Argent, often peering at the audience like a little bird from behind his keyboards, then introduced I Love You, the composition by former bassist Chris White which was a big hit for the band People! in the USA.
New songs Different Game, which briefly sounded vaguely like A Whiter Shade Of Pale, and You Could Be My Love preceded Tell Her No, the Sam Cooke cover You’ve Really Got A Hold On Me/Bring It On Home To Me and last year’s single Dropped Reeling & Stupid.
By then they’d done 10 songs in about half an hour, but things slowed a little with four songs from the venerable 1968 album Odyssey & Oracle – Care of Cell 44, This Will Be Our Year, A Rose For Emily and, of course, Time Of The Season.
They managed to slot in another new song, Merry-Go-Round, before the epic finale of a 10-minute Hold Your Head Up which morphed into snatches of various tunes and the almost proggy solos kicked in. A standing ovation ensued.
A stirring rendition of She’s Not There completed proceedings for the band with just Argent and Blunstone remaining for the gentle oldie The Way I Feel Inside and the old pals exited stage left to great acclaim.

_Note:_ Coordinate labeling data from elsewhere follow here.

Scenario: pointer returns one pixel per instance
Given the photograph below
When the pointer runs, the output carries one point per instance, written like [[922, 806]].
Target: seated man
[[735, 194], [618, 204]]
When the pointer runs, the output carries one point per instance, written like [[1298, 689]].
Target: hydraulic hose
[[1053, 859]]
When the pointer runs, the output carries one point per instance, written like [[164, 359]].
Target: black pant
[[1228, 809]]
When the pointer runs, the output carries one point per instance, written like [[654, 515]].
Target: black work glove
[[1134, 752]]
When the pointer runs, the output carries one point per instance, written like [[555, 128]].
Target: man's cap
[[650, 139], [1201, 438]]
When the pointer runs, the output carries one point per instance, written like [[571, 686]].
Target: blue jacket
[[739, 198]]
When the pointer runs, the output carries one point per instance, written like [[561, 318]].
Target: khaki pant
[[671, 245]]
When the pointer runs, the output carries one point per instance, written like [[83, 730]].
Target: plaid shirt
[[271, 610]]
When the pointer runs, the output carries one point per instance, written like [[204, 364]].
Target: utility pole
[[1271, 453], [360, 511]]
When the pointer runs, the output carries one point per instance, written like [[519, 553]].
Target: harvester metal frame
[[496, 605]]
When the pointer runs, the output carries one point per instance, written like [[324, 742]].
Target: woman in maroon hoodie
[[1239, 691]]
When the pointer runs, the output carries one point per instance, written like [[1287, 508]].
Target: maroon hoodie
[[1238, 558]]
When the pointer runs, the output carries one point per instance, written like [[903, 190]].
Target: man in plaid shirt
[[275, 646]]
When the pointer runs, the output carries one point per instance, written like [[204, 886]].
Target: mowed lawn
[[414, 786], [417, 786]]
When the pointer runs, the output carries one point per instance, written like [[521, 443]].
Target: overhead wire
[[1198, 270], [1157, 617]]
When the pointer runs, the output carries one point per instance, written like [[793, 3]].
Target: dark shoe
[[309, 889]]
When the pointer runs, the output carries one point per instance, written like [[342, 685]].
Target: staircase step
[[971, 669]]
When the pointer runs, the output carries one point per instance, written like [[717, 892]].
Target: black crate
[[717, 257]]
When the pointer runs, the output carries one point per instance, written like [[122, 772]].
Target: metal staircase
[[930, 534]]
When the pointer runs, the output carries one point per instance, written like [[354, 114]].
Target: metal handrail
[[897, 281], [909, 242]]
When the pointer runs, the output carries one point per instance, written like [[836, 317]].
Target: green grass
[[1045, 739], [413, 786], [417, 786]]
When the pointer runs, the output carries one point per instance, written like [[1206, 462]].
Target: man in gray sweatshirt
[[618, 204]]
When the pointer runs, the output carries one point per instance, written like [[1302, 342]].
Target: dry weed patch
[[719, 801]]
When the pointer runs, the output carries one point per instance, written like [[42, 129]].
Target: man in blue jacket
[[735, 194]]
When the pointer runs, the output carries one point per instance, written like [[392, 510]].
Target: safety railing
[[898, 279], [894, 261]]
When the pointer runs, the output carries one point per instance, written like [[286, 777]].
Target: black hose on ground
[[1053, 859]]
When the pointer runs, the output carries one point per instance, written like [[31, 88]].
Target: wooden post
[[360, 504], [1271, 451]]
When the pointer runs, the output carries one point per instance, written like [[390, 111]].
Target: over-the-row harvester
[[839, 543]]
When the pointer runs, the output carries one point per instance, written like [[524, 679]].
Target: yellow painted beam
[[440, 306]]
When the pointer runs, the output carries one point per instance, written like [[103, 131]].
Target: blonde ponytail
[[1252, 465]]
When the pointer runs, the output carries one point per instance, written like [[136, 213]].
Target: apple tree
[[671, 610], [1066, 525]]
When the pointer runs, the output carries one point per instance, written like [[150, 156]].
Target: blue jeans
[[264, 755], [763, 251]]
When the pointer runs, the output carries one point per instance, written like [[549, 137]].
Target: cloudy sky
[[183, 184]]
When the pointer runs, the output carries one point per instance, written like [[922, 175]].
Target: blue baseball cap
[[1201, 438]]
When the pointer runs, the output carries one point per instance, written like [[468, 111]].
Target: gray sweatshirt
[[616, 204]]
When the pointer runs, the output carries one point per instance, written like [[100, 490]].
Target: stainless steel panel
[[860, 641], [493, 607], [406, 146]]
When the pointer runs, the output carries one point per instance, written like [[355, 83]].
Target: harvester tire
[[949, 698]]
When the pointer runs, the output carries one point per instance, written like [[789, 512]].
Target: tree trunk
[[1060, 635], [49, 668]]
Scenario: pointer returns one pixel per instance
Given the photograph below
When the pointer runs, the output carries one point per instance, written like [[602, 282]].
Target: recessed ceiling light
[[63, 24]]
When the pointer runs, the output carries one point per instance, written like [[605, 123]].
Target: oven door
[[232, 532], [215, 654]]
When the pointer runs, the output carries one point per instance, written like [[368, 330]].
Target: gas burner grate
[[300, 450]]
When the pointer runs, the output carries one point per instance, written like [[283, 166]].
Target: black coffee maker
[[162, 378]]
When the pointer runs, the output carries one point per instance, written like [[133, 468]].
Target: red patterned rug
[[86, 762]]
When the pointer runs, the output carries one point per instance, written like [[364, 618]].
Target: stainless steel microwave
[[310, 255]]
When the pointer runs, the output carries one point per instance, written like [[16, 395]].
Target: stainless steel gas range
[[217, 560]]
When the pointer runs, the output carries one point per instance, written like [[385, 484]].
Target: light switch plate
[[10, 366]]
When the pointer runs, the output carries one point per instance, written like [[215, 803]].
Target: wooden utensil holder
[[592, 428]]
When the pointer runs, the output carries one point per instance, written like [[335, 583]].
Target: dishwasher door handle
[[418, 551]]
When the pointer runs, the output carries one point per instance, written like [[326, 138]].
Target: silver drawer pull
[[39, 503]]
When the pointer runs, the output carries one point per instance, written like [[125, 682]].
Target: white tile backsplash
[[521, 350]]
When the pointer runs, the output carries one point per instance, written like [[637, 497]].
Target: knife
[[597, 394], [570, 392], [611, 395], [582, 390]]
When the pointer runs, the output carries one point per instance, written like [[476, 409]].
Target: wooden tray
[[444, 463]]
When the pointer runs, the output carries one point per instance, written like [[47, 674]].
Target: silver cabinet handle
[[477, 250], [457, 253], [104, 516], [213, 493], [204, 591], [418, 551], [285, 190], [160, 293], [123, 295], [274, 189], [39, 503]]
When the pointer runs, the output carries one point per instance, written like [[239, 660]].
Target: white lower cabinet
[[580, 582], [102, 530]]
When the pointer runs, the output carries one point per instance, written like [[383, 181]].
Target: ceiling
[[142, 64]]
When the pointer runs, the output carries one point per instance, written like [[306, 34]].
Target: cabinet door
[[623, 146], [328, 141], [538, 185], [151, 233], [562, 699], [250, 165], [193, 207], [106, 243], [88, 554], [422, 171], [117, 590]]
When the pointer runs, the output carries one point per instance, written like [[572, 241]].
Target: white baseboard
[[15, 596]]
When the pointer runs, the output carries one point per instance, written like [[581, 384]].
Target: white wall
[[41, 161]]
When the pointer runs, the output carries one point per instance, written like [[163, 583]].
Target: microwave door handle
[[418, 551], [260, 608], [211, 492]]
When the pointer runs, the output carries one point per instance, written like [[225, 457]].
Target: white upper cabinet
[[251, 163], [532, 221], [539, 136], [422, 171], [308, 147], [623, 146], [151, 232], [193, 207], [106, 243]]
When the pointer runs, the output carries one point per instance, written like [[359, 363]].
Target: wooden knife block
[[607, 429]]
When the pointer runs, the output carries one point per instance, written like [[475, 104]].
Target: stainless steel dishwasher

Support came from Americana harmony trio The Wandering Hearts, returning to Lighthouse after a sold-out headlining show in 2021.
Promoting their recently released third album Mother, the British threesome of Tara Wilcox, AJ Dean and Francesca ‘Chess’ Whiffin blend country, folk and pop into catchy, heartfelt tunes.
Maybe comparable to, say, First Aid Kit or the long-lost Civil Wars, the London-based threesome have been slowly gathering plaudits since forming back in 2015.
Their harmonies were nigh on perfect, their merging of Scarborough Fair and The Sound Of Silence a revelation and the highlight of an all-too-brief 25-minute set being their own song Letter To Myself.